In general, where X is an existing operator, then:
$foo X= $bar;
# is short for:
$foo = $foo X $bar;
Practical examples:
$foo += $bar;
# is short for:
$foo = $foo + $bar;
$foo ||= $bar;
# is short for:
$foo = $foo || $bar;
$foo .= $bar;
# is short for:
$foo = $foo . $bar;
$foo *= $bar;
# is short for:
$foo = $foo * $bar;
This convention originally comes from Algol 68, but was made popular by C/C++ and is also available in many other languages (Java, Ruby, Python, Javascript, PHP, etc).
I would suppose that the reason these aren't documented in detail in perlop would be that people are expected to be already familiar with the convention. The Perl documentation probably shouldn't assume familiarity with other programming languages, but (especially for the older parts of the manual) they often seem to.

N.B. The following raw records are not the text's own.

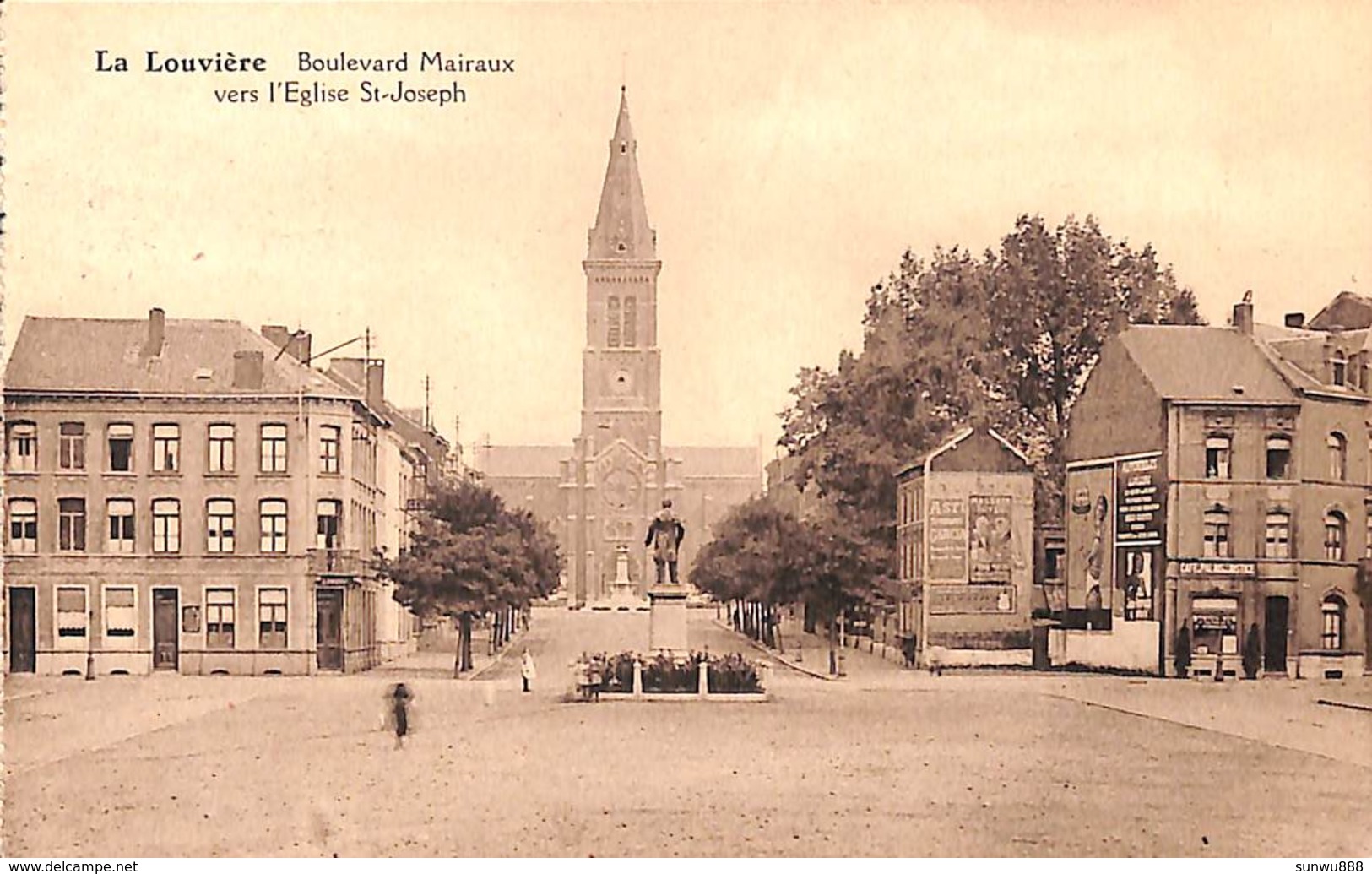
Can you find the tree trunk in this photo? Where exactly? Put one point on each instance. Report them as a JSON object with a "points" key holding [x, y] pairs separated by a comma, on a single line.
{"points": [[833, 643], [464, 643]]}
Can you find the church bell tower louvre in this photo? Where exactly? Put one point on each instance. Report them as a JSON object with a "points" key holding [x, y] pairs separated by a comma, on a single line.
{"points": [[599, 496], [621, 464]]}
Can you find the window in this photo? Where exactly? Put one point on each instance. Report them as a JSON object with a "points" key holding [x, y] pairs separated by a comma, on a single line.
{"points": [[274, 526], [329, 526], [274, 449], [219, 518], [1279, 456], [272, 617], [72, 524], [1335, 535], [24, 446], [219, 617], [630, 322], [120, 615], [24, 526], [72, 446], [1217, 533], [612, 320], [121, 446], [1217, 457], [166, 449], [1277, 540], [120, 512], [1332, 611], [166, 526], [72, 612], [331, 443], [1338, 457], [221, 449]]}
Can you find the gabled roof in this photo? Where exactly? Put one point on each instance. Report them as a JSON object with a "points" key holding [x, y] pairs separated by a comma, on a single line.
{"points": [[522, 460], [718, 460], [107, 355], [1189, 362]]}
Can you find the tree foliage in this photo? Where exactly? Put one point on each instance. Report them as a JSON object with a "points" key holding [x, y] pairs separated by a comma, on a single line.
{"points": [[471, 555]]}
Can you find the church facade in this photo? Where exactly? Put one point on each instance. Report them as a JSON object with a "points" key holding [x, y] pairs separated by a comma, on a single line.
{"points": [[599, 494]]}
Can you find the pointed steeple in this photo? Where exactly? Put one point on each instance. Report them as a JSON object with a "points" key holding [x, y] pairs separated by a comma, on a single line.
{"points": [[621, 230]]}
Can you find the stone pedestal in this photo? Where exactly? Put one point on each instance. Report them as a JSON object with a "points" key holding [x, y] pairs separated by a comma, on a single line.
{"points": [[667, 619]]}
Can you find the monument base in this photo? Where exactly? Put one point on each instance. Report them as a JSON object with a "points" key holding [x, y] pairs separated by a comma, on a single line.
{"points": [[667, 619]]}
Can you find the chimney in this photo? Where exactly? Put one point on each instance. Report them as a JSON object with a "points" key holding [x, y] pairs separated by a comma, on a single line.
{"points": [[157, 333], [375, 383], [296, 344], [1244, 314], [247, 369]]}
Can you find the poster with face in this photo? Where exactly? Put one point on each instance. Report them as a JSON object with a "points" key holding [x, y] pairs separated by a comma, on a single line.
{"points": [[990, 540], [1136, 584], [1090, 538]]}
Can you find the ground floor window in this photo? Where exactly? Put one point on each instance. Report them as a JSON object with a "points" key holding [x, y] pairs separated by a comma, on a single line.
{"points": [[1214, 626], [73, 619], [219, 617], [272, 617], [120, 614]]}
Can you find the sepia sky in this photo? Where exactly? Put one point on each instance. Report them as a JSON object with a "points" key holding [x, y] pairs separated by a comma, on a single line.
{"points": [[789, 155]]}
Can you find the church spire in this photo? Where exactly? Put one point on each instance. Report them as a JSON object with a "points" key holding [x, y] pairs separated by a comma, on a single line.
{"points": [[621, 230]]}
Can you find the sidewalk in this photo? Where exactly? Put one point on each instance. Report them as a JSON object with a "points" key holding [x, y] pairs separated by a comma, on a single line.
{"points": [[808, 654], [439, 663]]}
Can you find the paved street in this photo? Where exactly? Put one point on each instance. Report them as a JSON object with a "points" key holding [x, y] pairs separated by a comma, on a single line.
{"points": [[885, 762]]}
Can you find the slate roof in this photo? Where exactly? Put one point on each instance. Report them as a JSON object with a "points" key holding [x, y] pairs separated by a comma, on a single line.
{"points": [[1185, 362], [107, 355]]}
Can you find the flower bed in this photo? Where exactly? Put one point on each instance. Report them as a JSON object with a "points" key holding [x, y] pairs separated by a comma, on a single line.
{"points": [[669, 676]]}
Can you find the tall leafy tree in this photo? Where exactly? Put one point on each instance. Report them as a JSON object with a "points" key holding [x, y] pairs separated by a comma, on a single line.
{"points": [[469, 556]]}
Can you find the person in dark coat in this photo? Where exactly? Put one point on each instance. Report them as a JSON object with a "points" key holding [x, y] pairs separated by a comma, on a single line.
{"points": [[401, 698], [664, 535]]}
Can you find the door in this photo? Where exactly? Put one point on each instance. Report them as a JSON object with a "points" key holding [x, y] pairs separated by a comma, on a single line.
{"points": [[166, 647], [24, 652], [328, 606], [1273, 649]]}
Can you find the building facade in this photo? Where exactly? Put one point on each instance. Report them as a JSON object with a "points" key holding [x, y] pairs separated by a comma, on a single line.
{"points": [[965, 544], [188, 496], [599, 494], [1217, 489]]}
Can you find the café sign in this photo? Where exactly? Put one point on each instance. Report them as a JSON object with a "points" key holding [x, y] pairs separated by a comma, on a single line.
{"points": [[1218, 568]]}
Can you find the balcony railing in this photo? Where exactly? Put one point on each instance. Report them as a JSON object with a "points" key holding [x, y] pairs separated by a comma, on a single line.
{"points": [[336, 562]]}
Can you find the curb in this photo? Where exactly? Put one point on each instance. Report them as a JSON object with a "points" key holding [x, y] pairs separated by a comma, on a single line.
{"points": [[778, 659], [498, 656]]}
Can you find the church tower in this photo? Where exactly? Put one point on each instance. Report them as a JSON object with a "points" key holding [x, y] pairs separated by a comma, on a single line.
{"points": [[621, 467]]}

By the way, what the code you originally posted does is this: it creates a file handle $FH by opening the file with IO::File, but uses a hash %OUTFH in order to cache the file handles, and avoid opening the same file twice.
A longer way of writing the same thing would be:
$OUTFH{$name} = $OUTFH{$name} || IO::File->new(">g:\\perl_scripts\\$na
+me.log");
$FH = $OUTFH{$name} or die $!;
It's actually a fairly common construct. The poor man's memoization...
my $result = $cache{$input} ||= my_function($input);
... and probably ought to be documented in some of those lists of Perl idioms.